Nooooooo, definitely not


----------



## shaenne (Apr 19, 2014)

Agreeing with the majority here and saying no. Definitely not. I have 4 different species of birds going at the moment and they are all housed separately as it would be far too dangerous to house any of them together.

All of my birds are either hand raised or very tame (with the exception of 2 of my tiels) and they are friendly as can be to me and other people, but other birds is a different story. My conure and lorikeet are very territorial and it would be a blood bath if either of them were housed with another species.

But good on you for asking first instead of just throwing them together and hoping for the best, like so many other people do. I've heard many horror stories about interspecies housing from people who just thought their birds would get along.


----------



## Guest (Dec 18, 2015)

shaenne said:


> Agreeing with the majority here and saying no. Definitely not. I have 4 different species of birds going at the moment and they are all housed separately as it would be far too dangerous to house any of them together.
> 
> All of my birds are either hand raised or very tame (with the exception of 2 of my tiels) and they are friendly as can be to me and other people, but other birds is a different story. My conure and lorikeet are very territorial and it would be a blood bath if either of them were housed with another species.
> 
> But good on you for asking first instead of just throwing them together and hoping for the best, like so many other people do. I've heard many horror stories about interspecies housing from people who just thought their birds would get along.

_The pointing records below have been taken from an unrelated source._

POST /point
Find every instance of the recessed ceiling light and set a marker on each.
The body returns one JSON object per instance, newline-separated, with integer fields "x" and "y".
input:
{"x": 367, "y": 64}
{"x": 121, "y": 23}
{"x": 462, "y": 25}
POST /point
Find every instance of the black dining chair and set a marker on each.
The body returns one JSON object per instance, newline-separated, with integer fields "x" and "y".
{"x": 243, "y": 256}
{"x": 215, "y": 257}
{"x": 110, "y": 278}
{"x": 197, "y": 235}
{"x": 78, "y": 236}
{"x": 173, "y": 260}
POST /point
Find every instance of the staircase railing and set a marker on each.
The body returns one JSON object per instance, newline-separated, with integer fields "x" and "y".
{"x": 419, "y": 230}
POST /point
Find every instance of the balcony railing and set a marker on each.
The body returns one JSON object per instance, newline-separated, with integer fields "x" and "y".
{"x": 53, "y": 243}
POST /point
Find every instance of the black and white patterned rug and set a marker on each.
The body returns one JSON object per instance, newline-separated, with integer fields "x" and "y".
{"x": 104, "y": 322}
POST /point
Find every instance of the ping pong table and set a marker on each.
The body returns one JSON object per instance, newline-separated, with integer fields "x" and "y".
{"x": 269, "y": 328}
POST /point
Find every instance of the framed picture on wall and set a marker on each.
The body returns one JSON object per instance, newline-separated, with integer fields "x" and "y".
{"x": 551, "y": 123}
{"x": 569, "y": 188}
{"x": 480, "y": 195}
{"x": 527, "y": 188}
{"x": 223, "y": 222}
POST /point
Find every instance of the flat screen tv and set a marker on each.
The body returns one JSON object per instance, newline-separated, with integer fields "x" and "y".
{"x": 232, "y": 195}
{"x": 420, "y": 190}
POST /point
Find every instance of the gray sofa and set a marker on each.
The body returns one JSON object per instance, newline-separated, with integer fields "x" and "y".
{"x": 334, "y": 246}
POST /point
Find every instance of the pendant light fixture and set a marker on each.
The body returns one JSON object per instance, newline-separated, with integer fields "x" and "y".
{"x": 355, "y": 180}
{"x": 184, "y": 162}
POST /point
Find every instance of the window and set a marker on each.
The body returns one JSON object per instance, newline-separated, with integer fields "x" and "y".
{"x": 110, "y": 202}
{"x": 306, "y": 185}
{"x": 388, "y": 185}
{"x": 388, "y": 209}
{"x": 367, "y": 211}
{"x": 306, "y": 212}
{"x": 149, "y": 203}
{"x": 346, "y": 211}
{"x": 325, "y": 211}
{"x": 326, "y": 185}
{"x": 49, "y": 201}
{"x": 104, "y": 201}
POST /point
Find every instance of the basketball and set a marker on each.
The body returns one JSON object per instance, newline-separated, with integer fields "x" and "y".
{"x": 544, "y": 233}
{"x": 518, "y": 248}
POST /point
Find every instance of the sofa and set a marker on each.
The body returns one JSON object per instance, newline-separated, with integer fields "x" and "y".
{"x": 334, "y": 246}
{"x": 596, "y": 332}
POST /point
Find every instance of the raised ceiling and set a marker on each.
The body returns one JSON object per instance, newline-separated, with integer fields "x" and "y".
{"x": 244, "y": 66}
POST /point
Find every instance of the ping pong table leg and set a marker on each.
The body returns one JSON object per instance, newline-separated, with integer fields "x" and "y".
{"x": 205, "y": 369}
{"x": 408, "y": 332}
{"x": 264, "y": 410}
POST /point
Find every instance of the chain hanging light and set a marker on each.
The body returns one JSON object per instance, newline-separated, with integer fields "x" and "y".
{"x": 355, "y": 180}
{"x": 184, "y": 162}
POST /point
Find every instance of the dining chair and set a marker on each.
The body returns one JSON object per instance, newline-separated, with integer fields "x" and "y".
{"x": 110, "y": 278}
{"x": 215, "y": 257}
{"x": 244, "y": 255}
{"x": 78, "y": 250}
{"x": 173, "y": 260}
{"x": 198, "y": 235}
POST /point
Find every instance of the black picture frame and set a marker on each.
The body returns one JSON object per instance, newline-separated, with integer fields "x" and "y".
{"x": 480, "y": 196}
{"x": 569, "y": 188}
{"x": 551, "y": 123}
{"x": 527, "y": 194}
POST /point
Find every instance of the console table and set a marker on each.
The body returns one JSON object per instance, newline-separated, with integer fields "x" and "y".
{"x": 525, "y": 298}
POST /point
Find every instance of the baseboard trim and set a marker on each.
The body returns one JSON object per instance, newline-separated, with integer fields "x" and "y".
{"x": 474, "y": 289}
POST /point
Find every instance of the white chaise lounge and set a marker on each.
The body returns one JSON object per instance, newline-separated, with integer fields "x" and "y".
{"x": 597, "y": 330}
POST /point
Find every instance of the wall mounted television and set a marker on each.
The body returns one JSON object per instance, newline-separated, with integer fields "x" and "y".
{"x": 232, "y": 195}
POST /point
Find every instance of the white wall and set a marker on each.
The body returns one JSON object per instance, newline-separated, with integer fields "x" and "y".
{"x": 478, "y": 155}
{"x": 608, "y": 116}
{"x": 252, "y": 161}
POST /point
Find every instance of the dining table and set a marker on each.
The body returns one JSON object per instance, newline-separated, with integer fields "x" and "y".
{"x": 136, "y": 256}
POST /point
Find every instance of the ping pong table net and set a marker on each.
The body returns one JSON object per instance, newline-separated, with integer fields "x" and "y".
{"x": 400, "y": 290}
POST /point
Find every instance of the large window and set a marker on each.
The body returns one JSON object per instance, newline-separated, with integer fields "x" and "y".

I plan to get a just weaned GCC baby in a few months... whenever I read comments such as yours I go into freak out mode an start getting second thoughts all over again! =( I 100% definitely would NEVER house the GCC together with a tiel... but I'm HOPING they will be ok when they are both out of their cage... I would also never leave them in a room together without me there.


----------



## shaenne (Apr 19, 2014)

Sorry, I don't mean to scare you Juliet haha.

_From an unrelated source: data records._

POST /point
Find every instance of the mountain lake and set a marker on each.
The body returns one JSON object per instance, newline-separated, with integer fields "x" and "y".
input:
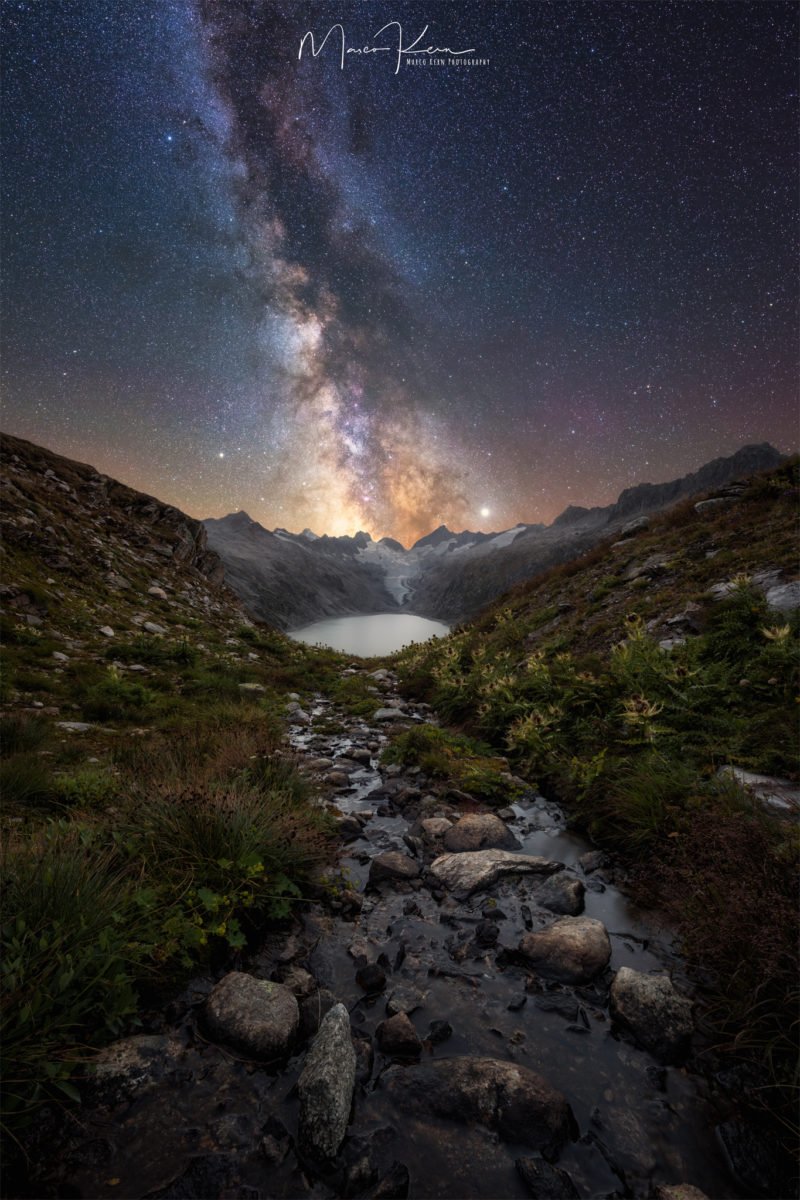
{"x": 382, "y": 633}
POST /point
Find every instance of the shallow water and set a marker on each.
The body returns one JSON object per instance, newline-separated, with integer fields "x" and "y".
{"x": 380, "y": 633}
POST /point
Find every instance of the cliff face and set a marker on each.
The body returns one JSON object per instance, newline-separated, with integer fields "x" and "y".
{"x": 84, "y": 527}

Having them out together should be okay under supervision. Just be sure to keep an eye on them for any body language that might suggest they're uncomfortable. My tiels are super mellow and just like to sit there, while my conure is very boisterous and wants to investigate *everything*, and he annoys the tiels when he tries to lick them all the time so I just give them separate out of cage time. I could always tell when Bandit is about to go and hassle the tiels.. He'd start getting really fidgety because he knew he wasn't supposed to do it. Then he'd try to time his movements when I wasn't looking lol.


----------



## Jaguar (Jul 11, 2014)

Some have mixed species flocks, but as a whole, it's not worth the risks. Green cheeks are way too bossy and headstrong to mix with tiels. My GCC would grab and yank their crests for fun  It would probably have gotten way worse if I wasn't there to intervene.


----------



## Dylan&Gracie (Nov 21, 2014)

It's entirely dependent on the individual birds and their upbringing on whether or not mixed species get along. Adults introduced for the first time at more than a year old will probably never understand each other but babies raised together will usually remain buddies as adults, and I have seen bonded conure/cockatiel pairs who've lived together for years and were best friends. I wouldn't risk it because your cockatiels are already a bit older, but if you get a baby conure you may be surprised at how they get along. It's very important to never throw birds together and assume they'll be friends because that's how you get birds mauling other birds, but with supervision, you should probably be OK letting them play together. The only time I'd ever move from that to caging together is if the birds seem to prefer it that way. I've currently got a pair of cockatiels, three male budgerigars, and a male ringneck dove who cage together and very much view each other as a flock. The decision to house the bunch together in a alrge flight came when they would all try and congregate there to sleep at the end of the day and not go back to individual cages. The flight was originally the cockatiels' only, but they seemed very happy to share with their friends. I wouldn't recommend the combination, but in my case, with younger birds who mostly grew up together, it works well.


----------



## shaenne (Apr 19, 2014)

I wouldn't house a conure and a cockatiel together regardless of how young they were when originally put together and how well they get along. As they grow up, their personalities come out and their attitudes can change, especially when their hormones begin to take control. A bird can still get pissed off at its best friend, and a big beak can do a lot of damage even if it's unintentional.

That's just me though. I would just never house different species together regardless. The risk isn't worth it to me.


----------



## ParrotletsRock (Oct 8, 2013)

shaenne said:


> I wouldn't house a conure and a cockatiel together regardless of how young they were when originally put together and how well they get along. As they grow up, their personalities come out and their attitudes can change, especially when their hormones begin to take control. A bird can still get pissed off at its best friend, and a big beak can do a lot of damage even if it's unintentional.
> 
> That's just me though. I would just never house different species together regardless. The risk isn't worth it to me.


Agreed.....


----------